Le Président Obama a déployé des milliers de nouveaux agent de la Patrouille des Frontières des Etats-Unis à la frontière sud de l’Arizona, un état connu pour sa politique controversée de répression contre les immigrants. Environs 28 000 membres de la Nation Tohono O’odham sont pris au milieu du processus de militarisation de la frontière. Leur réserve, reconnue au niveau fédéral, est à peu près de la taille du Connecticut, et sur 122 km, elle s’étend des deux côtés de la frontière US-Mexique. Dans l’émission enregistrée à Flagstaff, Arizona, Democracy NOW ! Amy Goodman a interviewé Klee Benally, un activiste Diné (Navajo), et Alex Soto, membre de la Nation Tohono O’odham et organisateur du mouvement O’odham Solidarity Across Borders [Solidarité O’odham à Travers les Frontières]. Il est aussi membre du duo de hip-hop [rap] Shining Soul. « Les Tohono O’odham, ce qui signifie les gens du désert, se retrouvent au centre de politiques coloniales qui actuellement sont en train de militariser nos territoires, par le nombre d’agents de la Patrouille des Frontières, les points de contrôle, les drones et la surveillance générale de notre communauté », dit Alex Soto.

Alex Soto, Tohono O’odham, parle de la militarisation de la frontière – et de la Réserve

La réserve Tohono O’odham s’est trouvée divisée par la frontière US-Mexique, suite à la conquête de territoires mexicains par les Etats-Unis en 1846. Leur situation s’est beaucoup détériorée suite à la politique controversée de répression de l’immigration illégale, pendant le mandat de la Gouverneur Jan Brewer (qui vient d’annoncer qu’elle ne se représentera pas).
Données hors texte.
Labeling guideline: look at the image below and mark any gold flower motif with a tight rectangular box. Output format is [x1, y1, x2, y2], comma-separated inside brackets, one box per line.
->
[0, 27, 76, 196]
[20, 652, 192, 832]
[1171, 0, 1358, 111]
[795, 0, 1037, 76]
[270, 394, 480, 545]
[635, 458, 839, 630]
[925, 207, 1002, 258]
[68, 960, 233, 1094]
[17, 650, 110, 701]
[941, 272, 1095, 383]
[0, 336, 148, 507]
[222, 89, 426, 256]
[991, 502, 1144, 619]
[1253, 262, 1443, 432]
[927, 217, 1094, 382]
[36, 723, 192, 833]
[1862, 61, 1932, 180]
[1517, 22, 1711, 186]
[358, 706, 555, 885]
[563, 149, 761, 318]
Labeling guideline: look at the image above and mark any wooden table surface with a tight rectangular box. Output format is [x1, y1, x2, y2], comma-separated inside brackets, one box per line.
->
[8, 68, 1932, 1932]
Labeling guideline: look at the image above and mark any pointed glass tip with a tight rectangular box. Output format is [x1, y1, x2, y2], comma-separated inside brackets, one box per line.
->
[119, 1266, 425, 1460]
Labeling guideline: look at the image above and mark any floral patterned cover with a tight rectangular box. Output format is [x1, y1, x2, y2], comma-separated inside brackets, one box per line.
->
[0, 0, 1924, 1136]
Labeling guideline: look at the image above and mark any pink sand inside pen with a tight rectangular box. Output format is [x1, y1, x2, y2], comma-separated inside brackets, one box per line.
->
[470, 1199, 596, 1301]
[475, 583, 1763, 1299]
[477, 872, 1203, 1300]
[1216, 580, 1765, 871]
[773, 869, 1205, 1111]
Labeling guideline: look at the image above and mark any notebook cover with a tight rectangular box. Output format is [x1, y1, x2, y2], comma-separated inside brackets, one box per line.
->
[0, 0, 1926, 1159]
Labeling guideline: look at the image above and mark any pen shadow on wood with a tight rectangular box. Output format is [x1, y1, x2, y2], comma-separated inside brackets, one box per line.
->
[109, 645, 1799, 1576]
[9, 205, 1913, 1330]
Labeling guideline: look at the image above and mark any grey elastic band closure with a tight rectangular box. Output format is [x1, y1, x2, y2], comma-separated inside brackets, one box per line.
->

Le Président Obama a également déployé des milliers de nouveaux agents de la Patrouille des frontières à la frontière sud de l’Arizona. 28 000 membres de la Nation Tohono O’odham se retrouvent coincés. De nombreux O’odham doivent passer par des postes de contrôle pour se déplacer dans leur territoire et ceux qui résident du côté mexicain de la frontière sont totalement coupés de leur tribu.
Alex Soto, Tohono O’odham, a participé en 2010 à une action d’occupation du Bureau de la Police des Frontières à l’intérieur de la base militaire de l’Armée de l’air Davis-Monthan à Tucson.

 

ALEX SOTO : LA SITUATION DES TOHONO O’ODHAM A LA FRONTIERE

« Actuellement, ma communauté se retrouve prise au milieu d’une offensive pour militariser la région frontalière. Les Tohono O’odham – ce qu’on traduit par « gens du désert » – sont pris dans des politiques coloniales qui maintenant militarisent nos territoires, que ce soit par le nombre d’agents de la Patrouille des Frontières, les points de contrôles, les drones, et simplement la surveillance omniprésente de notre communauté. Ainsi, en ce moment même, notre mode de vie en tant qu’ O’odham est affecté, que ce soit dans les pratiques traditionnelles ou le fait de voir la famille et les amis, et c’est affecté partout par la militarisation. »

« Dans notre réserve, n’oubliez pas, la région frontalière que vous avez partagée sur 122 km, il n’y a pas encore nécessairement de mur [Les autorités ont entrepris de construire un mur le long de la frontière, dans la réserve Tohono O’odham, il n’est pas encore construit, faute de moyens financiers – NdT]. Tout ce qu’il y a, ce sont des barrières pour bloquer les véhicules. Au cours de ma vie, à un certain moment, dans ma petite enfance, il n’y avait pas de clôture. Donc, au cours de ma vie j’ai vu les changements causés par les politiques d’immigration appliquées par le gouvernement des Etats-Unis. Et maintenant nous en sommes au point où nous avons des barrières pour les véhicules. Mais la pression exercée actuellement pour une réforme totale de la politique d’immigration pousse à un scénario du genre Mur de Berlin dans ma communauté. »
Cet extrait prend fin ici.